ACABEMOS DE UNA vez por todas con ese rumor: Richmond, Virginia, no está enamorado de Inglaterra, no se espera ningún niño, ni hay boda a la vista. La internacionalmente famosa Inglaterra, por su parte, apenas si tiene idea de la existencia de Richmond, Virginia, y además, tiene un Richmond propio viviendo bajo su techo en Surrey Norte. En cuanto al próspero, conservador y prometedor Richmond, Virginia, lo que siente por Inglaterra (mucho más vieja que él) no es pasión romántica sino envidia. Admira los siglos de respetabilidad de Inglaterra y le gustaría que fuesen suyos. Anhela llevar los calzones de Inglaterra, no meterse en ellos.
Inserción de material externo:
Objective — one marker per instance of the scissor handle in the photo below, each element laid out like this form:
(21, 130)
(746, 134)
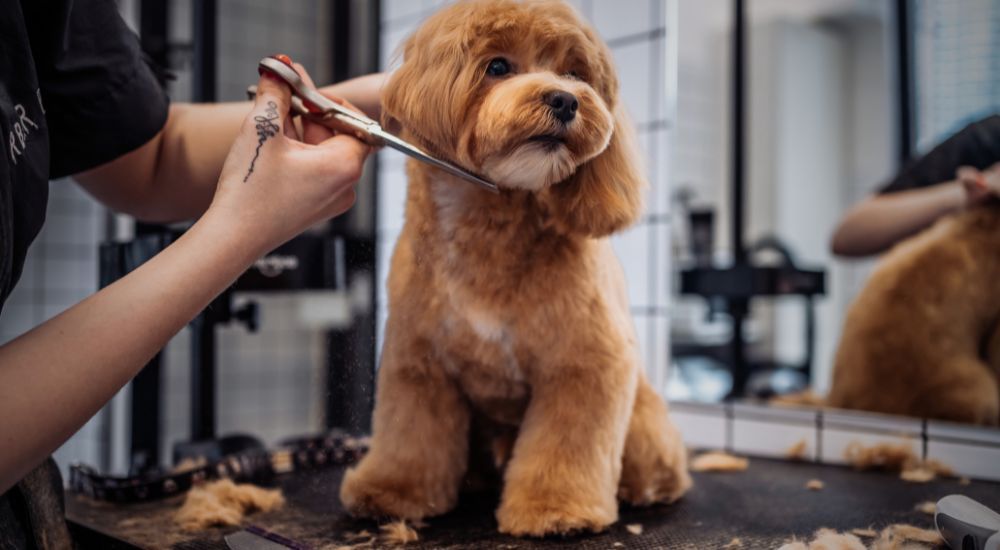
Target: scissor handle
(315, 105)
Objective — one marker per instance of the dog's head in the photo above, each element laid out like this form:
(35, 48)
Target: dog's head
(524, 93)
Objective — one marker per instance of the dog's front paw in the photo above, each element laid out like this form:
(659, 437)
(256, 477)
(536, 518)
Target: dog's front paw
(655, 476)
(365, 494)
(542, 516)
(654, 464)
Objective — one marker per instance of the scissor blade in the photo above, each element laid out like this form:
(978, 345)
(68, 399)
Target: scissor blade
(413, 151)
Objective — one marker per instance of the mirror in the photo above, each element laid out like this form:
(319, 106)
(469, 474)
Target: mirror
(836, 93)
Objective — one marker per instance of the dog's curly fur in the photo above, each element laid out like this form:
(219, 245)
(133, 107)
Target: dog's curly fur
(508, 324)
(923, 337)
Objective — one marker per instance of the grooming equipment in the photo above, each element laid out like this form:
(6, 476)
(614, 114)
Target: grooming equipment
(258, 538)
(966, 524)
(300, 454)
(309, 103)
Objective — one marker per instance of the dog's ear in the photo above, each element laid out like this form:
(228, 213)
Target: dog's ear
(427, 73)
(604, 195)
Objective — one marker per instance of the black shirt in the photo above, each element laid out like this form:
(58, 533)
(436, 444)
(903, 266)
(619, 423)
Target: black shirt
(75, 92)
(976, 145)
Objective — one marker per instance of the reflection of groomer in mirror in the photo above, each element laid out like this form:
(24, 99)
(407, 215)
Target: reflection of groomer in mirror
(76, 97)
(960, 172)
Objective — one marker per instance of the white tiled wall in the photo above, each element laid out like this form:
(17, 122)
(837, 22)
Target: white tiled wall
(637, 32)
(767, 431)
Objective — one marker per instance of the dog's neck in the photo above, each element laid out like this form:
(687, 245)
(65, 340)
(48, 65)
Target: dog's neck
(470, 226)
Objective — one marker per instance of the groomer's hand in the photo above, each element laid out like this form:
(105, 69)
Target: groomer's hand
(275, 184)
(979, 185)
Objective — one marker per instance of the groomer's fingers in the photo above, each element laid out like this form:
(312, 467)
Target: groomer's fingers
(312, 132)
(344, 154)
(272, 90)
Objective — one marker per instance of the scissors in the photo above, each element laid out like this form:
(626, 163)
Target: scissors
(308, 102)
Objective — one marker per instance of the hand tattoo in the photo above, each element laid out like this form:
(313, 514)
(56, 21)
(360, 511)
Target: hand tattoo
(266, 128)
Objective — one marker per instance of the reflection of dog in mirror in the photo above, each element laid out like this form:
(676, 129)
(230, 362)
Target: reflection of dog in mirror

Acuérdate, lo leíste aquí primero.
Una forma que tiene Richmond de demostrar su admiración y su envidia es la imitación (¿no lo hacemos todos?). Por ejemplo, Richmond ha reproducido toneladas de arquitectura inglesa, dejándolas a la intemperie, permitiendo que la ocupen personas cuyos acentos moverían a un inglés respetable a llenarse los oídos de papas de maíz. En el West End, el tipo de edificación más popular es la versión ampliada de la casa de campo tradicional inglesa, con viejas vigas y tejados de libro de cuentos, pero normalmente engalanados con añadidos tan poco ingleses como piscinas, patios y porches cerrados con cristal térmico.
Fue precisamente en una de estas elegantes casas donde esperó Sissy a que su nuevo pulgar saliese del horno.
Entretanto, experimentaba un renovado placer con el viejo pulgar, el monstruoso izquierdo, el que hizo saltar la banca de Monte Extraño. Lo aceitaba y perfumaba, lo ponía al sol, lo abanicaba, lo flexionaba, lo giraba, trazaba con él asombrosas sombras ovoides en techos y paredes, lo enfocaba hacia estrellas y planetas, lo hacía chapotear en la bañera, lo hacía rodar por sus partes erógenas, lo agitaba hacia veloces vehículos en las Autopistas del Corazón y hablaba con él de los viejos tiempos. Fue como una segunda luna de miel. La única ocasión en que el reconciliado apéndice no la emocionaba ni la alegraba era cuando se ponía a pensar en cómo golpeaba cráneos. Entonces se estremecía como el basurero que tenía que recoger la basura del castillo de Frankenstein.
Sin embargo, Sissy portaba generalmente su pulgar izquierdo con una majestad que desconcertaba a Margaret Dreyfus, y hacía sonreír a Félix Dreyfus. Pero ambas reacciones importaban poco porque cuando Sissy no estaba absorbida por sus pulgares (el nuevo y pequeño en su horno, el viejo y grande tomando el sol) estaba igualmente absorta siguiendo las noticias de la historia de las grullas chilladoras.